フォーラムで増田教授は「つながり志向のJA経営―戦略的な組織基盤強化を」と題して基調講演。JAの経営基盤は組織基盤に支えられており、「組合員とのつながりをきちんと形成し、管理できるかがJA経営の成否を決める」として、JA独自の「つながり」の重要性を強調した。
そのつながりが世代交代やコロナ禍で希薄化し、組織基盤の危機を招いている。同教授は「JAトップは、つながりが経営効果に与える効果を認識するとともに、ギャップをどう埋めるかが課題」と指摘する。
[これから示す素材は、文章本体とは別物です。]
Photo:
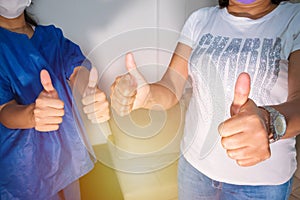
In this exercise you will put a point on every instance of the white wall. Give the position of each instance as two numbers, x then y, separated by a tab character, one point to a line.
107	29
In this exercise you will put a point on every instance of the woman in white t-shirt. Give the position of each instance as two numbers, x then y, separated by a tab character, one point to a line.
240	128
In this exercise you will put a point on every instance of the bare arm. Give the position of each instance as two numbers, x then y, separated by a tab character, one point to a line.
168	91
291	108
15	116
95	104
127	96
245	135
43	115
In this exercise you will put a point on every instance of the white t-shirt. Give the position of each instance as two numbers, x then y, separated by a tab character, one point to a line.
224	46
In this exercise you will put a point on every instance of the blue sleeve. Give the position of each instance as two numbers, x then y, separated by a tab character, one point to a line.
72	55
6	93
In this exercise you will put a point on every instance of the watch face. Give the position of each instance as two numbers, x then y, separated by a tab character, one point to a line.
280	125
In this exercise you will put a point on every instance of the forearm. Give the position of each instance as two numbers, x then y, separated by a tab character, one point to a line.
79	79
168	91
15	116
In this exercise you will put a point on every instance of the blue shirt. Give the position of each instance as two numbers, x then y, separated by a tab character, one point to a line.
33	164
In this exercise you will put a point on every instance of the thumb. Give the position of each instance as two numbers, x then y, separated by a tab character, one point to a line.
93	78
133	71
46	81
241	93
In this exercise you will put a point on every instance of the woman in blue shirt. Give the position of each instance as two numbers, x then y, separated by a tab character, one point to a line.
41	148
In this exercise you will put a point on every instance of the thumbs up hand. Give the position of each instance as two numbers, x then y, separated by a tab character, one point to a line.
49	109
245	135
129	91
96	106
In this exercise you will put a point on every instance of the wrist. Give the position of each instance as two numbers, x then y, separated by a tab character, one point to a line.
266	117
277	124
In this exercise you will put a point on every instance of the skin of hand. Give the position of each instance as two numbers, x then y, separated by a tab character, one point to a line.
245	134
95	104
129	91
48	111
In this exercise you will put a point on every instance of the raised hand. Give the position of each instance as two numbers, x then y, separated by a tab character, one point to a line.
245	135
129	91
49	109
95	104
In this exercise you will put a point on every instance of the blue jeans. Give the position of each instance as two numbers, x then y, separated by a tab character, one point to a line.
193	185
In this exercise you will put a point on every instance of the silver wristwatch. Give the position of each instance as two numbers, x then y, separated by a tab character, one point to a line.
277	124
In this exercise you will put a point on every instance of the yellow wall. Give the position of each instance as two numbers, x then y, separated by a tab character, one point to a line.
100	184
大原組合長は、「農協の役職員の言動が組合員の意識変革を誘導する」として、役職員の〝人財基盤強化〟が必要という。〝人財〟とは組織を動かすことのできる人のことであり、その育成が結果的に農協の組織基盤強化につながるという。
そのうえで、役職員の人材基盤強化では、①役職員の意識変革②「スマート農協」の推進③組合長としての方針・意見の提示④若手職員を主体とした労働生産性プロジェクトの実施、⑤理事会の活性化などを挙げる。
大原組合長のいう「スマート農協」とは、コストダウンと効果的事業推進の両方を同時に進めることのできる賢くて高能率な組織のこと。例を挙げると、資料は同一フォーマットで1枚、会議は参加者全員が発言し1時間以内に結論を出す、悪い情報や案件も隠匿、躊躇なく報告することなど。
また、毎月1回の理事会で、組合長としての方針・意見を示す「組合長通信」を発行。労働生産性プロジェクトでは、自由の発言できる職場風土づくりを実現し、若手職員のアイデアの掘り起こしに努めている。
一方、組合員対象の組織基盤強化・アクティブメンバーシップ強化では、ふれあい座談会や認定農業者情報交換会、青壮年部・女性部との意見交換会などへの参加を促す。また、信用事業の35%、共済事業の利用率45%を占める准組合員に対しては「じまんの農業塾」や「オトナ女子短大『シズカレ』などへの参加を呼び掛けている。
こうした組合員への働きかけについて同組合長は「組合員一人ひとりが農協の基本理念を理解し、行動に移すことで実現可能になる」として、組織基盤強化には、農協の理念・原点の周知が重要であることを強調した。